Joginapally Santhosh Kumar (born 7 December 1976) is a political leader from the Bharat Rashtra Samithi and previously served as a Member of Parliament, Rajya Sabha representing Telangana. He is the Managing Director of Telugu media house, Namasthe Telangana in Telangana, India. He is presently serving as General Secretary of Bharat Rashtra Samithi.

==Early life==
He was born in Kodurupaka village in Boinpally mandal, Karimnagar, Telangana to Ravinder Rao and Shashikala. He moved to Hyderabad for doing his Intermediate and Degree after finishing tenth Standard in his native village. He completed his MBA in HR from Pune University. He is the nephew of Former Chief Minister of Telangana, Kalvakuntla Chandrashekhar Rao’s co-brother.

==Career==
He joined BRS upon the advice from KCR before the inception of the BRS Party in 2008. He worked as a personal assistant to KCR ever since. He looked after party affairs from the beginning.

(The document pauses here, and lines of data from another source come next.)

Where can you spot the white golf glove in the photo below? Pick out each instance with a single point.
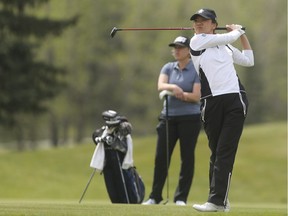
(236, 27)
(163, 93)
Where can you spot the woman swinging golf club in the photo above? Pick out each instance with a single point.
(181, 81)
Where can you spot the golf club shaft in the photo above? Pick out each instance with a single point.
(114, 30)
(92, 175)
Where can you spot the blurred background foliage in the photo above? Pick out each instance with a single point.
(81, 71)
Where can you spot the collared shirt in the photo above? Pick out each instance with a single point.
(215, 63)
(185, 79)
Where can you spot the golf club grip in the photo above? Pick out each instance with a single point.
(224, 28)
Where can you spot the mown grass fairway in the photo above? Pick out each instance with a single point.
(50, 182)
(61, 208)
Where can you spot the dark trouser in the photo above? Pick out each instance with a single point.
(223, 118)
(186, 129)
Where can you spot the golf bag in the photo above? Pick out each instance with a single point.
(113, 157)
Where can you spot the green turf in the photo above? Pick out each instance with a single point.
(52, 208)
(259, 181)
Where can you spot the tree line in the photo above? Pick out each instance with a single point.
(60, 69)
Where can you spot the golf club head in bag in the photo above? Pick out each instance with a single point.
(123, 183)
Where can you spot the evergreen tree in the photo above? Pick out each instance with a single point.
(25, 82)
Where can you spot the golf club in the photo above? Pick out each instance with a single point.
(114, 30)
(92, 175)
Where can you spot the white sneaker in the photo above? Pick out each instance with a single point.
(180, 203)
(210, 207)
(150, 202)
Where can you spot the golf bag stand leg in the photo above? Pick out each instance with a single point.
(167, 147)
(92, 175)
(123, 179)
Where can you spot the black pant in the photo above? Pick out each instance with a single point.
(186, 129)
(223, 118)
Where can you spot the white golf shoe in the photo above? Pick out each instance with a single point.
(210, 207)
(150, 202)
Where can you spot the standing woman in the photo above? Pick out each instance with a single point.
(223, 99)
(180, 78)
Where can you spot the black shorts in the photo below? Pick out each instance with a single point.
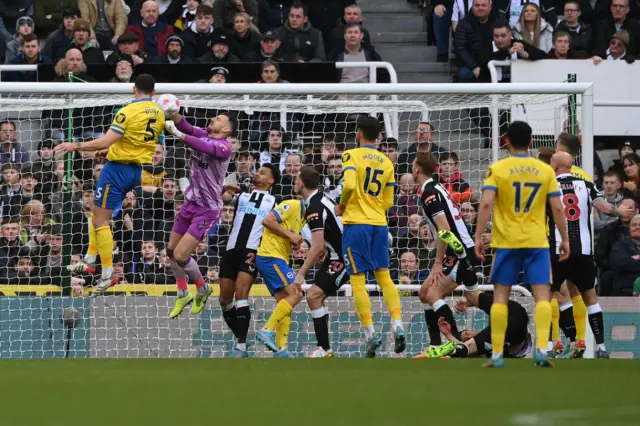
(331, 276)
(238, 260)
(579, 269)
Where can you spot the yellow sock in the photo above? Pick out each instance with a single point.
(282, 332)
(555, 320)
(93, 239)
(283, 309)
(104, 240)
(390, 293)
(580, 317)
(361, 299)
(543, 322)
(499, 317)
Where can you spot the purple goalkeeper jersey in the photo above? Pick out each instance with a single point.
(209, 162)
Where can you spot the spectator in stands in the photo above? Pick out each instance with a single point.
(24, 26)
(30, 55)
(187, 16)
(272, 14)
(442, 19)
(174, 55)
(609, 26)
(152, 33)
(352, 15)
(423, 142)
(618, 49)
(472, 41)
(299, 39)
(269, 50)
(245, 38)
(579, 31)
(127, 44)
(10, 150)
(451, 178)
(224, 12)
(11, 12)
(81, 33)
(220, 50)
(107, 18)
(59, 40)
(353, 50)
(562, 47)
(533, 29)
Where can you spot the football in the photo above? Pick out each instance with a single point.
(169, 103)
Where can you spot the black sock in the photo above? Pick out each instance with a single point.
(321, 327)
(230, 318)
(567, 324)
(243, 319)
(432, 325)
(446, 312)
(596, 321)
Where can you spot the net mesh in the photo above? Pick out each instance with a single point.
(40, 316)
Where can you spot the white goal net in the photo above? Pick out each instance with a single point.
(46, 200)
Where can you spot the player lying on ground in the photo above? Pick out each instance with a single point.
(518, 189)
(282, 231)
(518, 342)
(326, 244)
(454, 248)
(238, 265)
(203, 207)
(369, 181)
(579, 271)
(128, 145)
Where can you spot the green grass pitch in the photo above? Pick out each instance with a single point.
(323, 392)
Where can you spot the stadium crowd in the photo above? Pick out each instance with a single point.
(123, 34)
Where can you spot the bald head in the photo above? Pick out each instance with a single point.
(561, 162)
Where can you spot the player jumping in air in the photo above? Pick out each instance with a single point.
(369, 181)
(238, 265)
(131, 141)
(203, 207)
(326, 236)
(283, 225)
(517, 342)
(519, 188)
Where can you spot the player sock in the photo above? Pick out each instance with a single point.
(104, 241)
(229, 313)
(580, 317)
(391, 296)
(321, 327)
(441, 309)
(499, 318)
(542, 320)
(361, 300)
(243, 319)
(555, 320)
(282, 332)
(282, 309)
(596, 320)
(567, 324)
(432, 325)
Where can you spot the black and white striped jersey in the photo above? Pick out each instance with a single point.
(247, 228)
(577, 197)
(437, 201)
(320, 215)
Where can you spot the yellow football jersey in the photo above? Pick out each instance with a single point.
(373, 172)
(522, 185)
(140, 123)
(290, 214)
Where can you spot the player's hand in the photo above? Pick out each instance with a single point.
(564, 251)
(65, 147)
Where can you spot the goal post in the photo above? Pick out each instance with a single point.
(36, 320)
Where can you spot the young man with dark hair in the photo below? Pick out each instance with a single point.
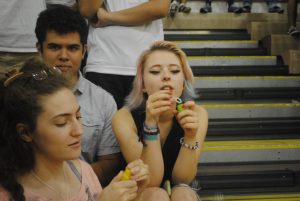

He became Executive Director of T-news in 2012 and is presently the Managing Director of Namasthe Telangana.

He is presently looking after day-to-day activities of BRS party and is personal secretary of K. Chandrashekhar Rao.

He is running for Rajya Sabha to take care of important party affairs in Delhi.

==Personal life==
He is married to Rohini. They have two sons, Ishaan and Shreyaan.